Abu Abdullah Muhammad Ibn Battuta spent 30 years traveling and exploring the world in the medieval times. He visited Islamic empires and beyond. Ibn Battuta is known as one of the greatest travelers in the history as he covered around 75000 miles of ground during his travels.
Early life and career:
The great Muslim explorer and traveler Ibn Battuta was born on February 24, 1304, C.E. Ibn Battuta’s family was of Berber origin, and his father was a judge. Ibn Battuta also had to follow the family tradition and become a judge (Qadi). He was commonly known as the Shamas ad-Din. According to his family tradition, he was raised to be a scholar, but there were no universities or Madrasa for higher learning in Tangier. There were libraries in Damascus, Cairo, and Alexandria. So, Ibn Battuta decided to travel.
He belonged to a religious family, so he was also eager to go to Mecca to perform Hajj. Hajj is a religious obligation, and the Muslims visit the Holy place of Mecca to perform certain rituals.
Ibn Battuta left his hometown at the age of 20 and started his journey towards Mecca- a journey that took him sixteen months. Ibn Battuta decided to join Caravans in most of his travels to reduce the risk of being attacked. But it is a fact that he came across many adventurous and dangers. He started his voyage by exploring the lands of the Middle East.
How do people know about Ibn Battuta?
It is needless to say how famous Ibn Battuta as a world explorer and traveler is but a question may arise in mind that how people know about him today. In 1355 Ibn Battuta came back to Morocco after completing his travels, he told many tales of his incredible journey. The ruler of Morocco wanted him to keep a record of all his travels and explorations.

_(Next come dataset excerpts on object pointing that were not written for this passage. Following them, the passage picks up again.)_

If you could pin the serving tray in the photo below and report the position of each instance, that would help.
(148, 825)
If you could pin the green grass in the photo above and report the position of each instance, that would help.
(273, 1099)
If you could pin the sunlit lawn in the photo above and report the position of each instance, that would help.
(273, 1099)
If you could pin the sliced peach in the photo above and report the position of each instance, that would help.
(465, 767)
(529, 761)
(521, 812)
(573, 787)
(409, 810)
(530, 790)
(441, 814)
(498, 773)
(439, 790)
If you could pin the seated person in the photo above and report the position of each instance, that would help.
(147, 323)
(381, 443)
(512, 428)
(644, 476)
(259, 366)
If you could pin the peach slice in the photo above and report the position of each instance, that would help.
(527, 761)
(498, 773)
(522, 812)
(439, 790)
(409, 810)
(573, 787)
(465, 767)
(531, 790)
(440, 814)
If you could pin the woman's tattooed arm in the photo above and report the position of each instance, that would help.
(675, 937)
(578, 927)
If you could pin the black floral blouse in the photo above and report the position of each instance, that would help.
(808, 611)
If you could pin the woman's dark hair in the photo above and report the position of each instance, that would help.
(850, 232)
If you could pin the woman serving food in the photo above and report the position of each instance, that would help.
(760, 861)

So, Ibn Battuta asked his assistant (a young scholar) Ibn Juzayy to write the stories of his journey. He wrote the account down for Ibn Battuta, and that travel book became famous with the name “Rihla.” Rihla is an Arabic word, and its meaning in English is “journey.”
Ibn Battuta’s Travels:
Ibn Battuta first went to Mecca and then he decided to explore the world. He left Mecca to visit Baghdad and Persia. He returned to Baghdad after visiting Iraq and present day’s Turkey. At that time he was infected with diarrhea. He also traveled through ships.

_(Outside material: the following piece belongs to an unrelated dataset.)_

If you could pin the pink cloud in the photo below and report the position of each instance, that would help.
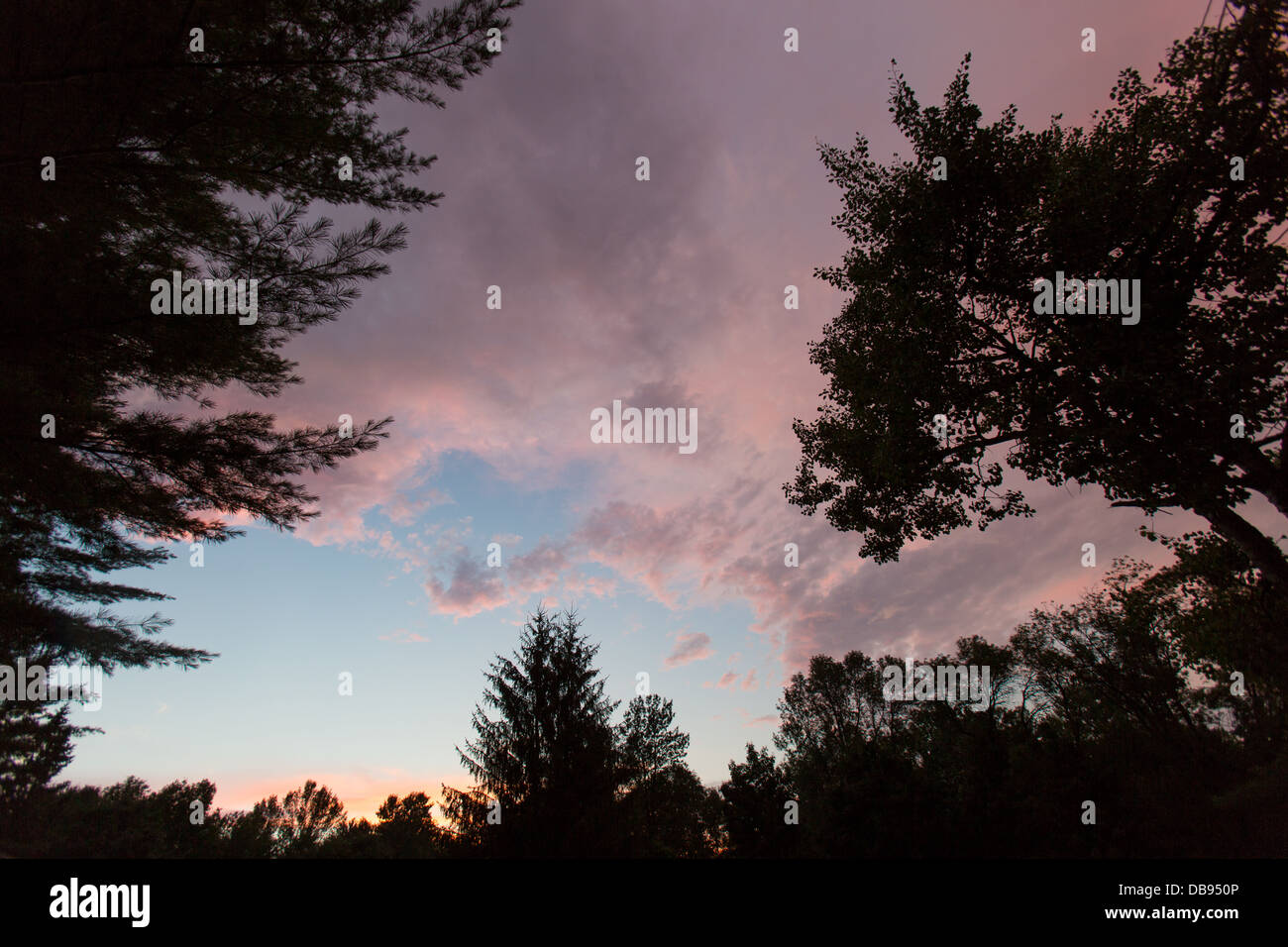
(690, 648)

In 1330 or 1332 Ibn Battuta broke the rule and traveled to a Christian land Constantinople. He shared his travel tales with an Orthodox priest at the famous church of Hagia Sophia. Then he headed towards Afghanistan and India. In India, Ibn Battuta stayed for a few years, and he was appointed as a judge or Qadi there. Ibn Battuta headed towards Iraq, Persia, Arabia, Somalia, Swahili Coast, Anatolia, Central Asia, South Asia, Southeast Asia, China, North Africa, Spain, Mali, and Timbuktu.
Ibn Battuta traveled several places and shared his travel tales with people. Ibn Juzayy wrote his travel stories in a book named Rihla. After the completing of this travel book, a little is known about Ibn Battuta. After completing his travel, he came back to Morocco and was appointed as a judge in a small village of Morocco. He died in 1368.
Ibn Battuta’s travels covered forty-four modern-day countries, and he often served as a judge/Qadi at different places. He married several times and had kids too. Once during his journey, he was caught by thieves and got robbed, but he succeeded to escape.